Terkait dengan adanya kesalahan tafsir masyarakat tentang pengungkapan kasus pelecehan seksual terhadap santriwati, pihaknya telah memberikan penjelasan dan mempersilahkan masyarakat menilai sendiri. Dirinya pun tidak mempermasalahkan jika terdapat unsur politik terkait itu.

"Harus diingat juga, media yang namanya izin pesantren, pengawasan pesantren, dan penutupan pesantren, kewenangan Kementerian Agama. Pertanyaan itu harusnya tanyakan kesana. Kalau sudah terjadi kriminalitas menjadi domain kami juga," ujar dia.

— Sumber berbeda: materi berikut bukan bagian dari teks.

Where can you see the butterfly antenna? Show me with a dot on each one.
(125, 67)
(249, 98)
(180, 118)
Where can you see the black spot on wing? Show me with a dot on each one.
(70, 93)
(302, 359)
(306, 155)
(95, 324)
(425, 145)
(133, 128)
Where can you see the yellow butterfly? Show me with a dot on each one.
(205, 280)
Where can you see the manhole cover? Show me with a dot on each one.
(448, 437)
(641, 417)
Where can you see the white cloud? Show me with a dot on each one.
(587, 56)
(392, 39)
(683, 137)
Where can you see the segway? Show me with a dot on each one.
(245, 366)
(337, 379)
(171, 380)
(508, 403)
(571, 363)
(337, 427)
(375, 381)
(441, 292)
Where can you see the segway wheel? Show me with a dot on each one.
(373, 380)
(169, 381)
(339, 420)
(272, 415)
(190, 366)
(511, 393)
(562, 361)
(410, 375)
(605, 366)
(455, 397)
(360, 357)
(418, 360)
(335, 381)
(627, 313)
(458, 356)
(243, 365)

Baca Juga: Tenang Atlet Jabar, Kang Emil Sedang Menghitung 'Kadeudeuh' Peraih Medali PON XX

RK pun menjelaskan di media sosial terkait kewenangan merilis berita pelecehan seksual termasuk menjawab yang dipertanyakan Denny Siregar. Ridwan Kamil mengatakan, kewenangan merilis berita hukum acara pidana anak berada di kepolisian.

"Kan sudah saya jawab di poin keempat, bahwa di poin hukum acara pidana anak kewenangan merilis berita ada di kepolisian," jelasnya.

Dia mencontohkan kasus Reynhard Sinaga di Inggris yang diumumkan ke media setelah hukuman diputuskan. Pihaknya menilai, hal itu dilakukan untuk menjaga kondisi psikologis korban.

Baca Juga: Subuh Berjamaah, Kang Emil – Anies Bicara Pertanian dan Pangan

"Ingat gak kasus Reynhard Sinaga yang di Inggris, kan diumumkan setelah sidang ketok palu. Apakah media tahu diawal-awal, kalau pelecehan seksual melibatkan korban. Korban yang harus dipanggil jadi saksi nanti difoto atau dibocorkan namanya," ujar dia.

Sebelumnya RK melakukan klarifikasi di media sosial terkait pertanyaan warganet yang menanyakan kasus pelecehan tersebut sudah diketahui bulan Mei namun tidak dilaporkan polisi.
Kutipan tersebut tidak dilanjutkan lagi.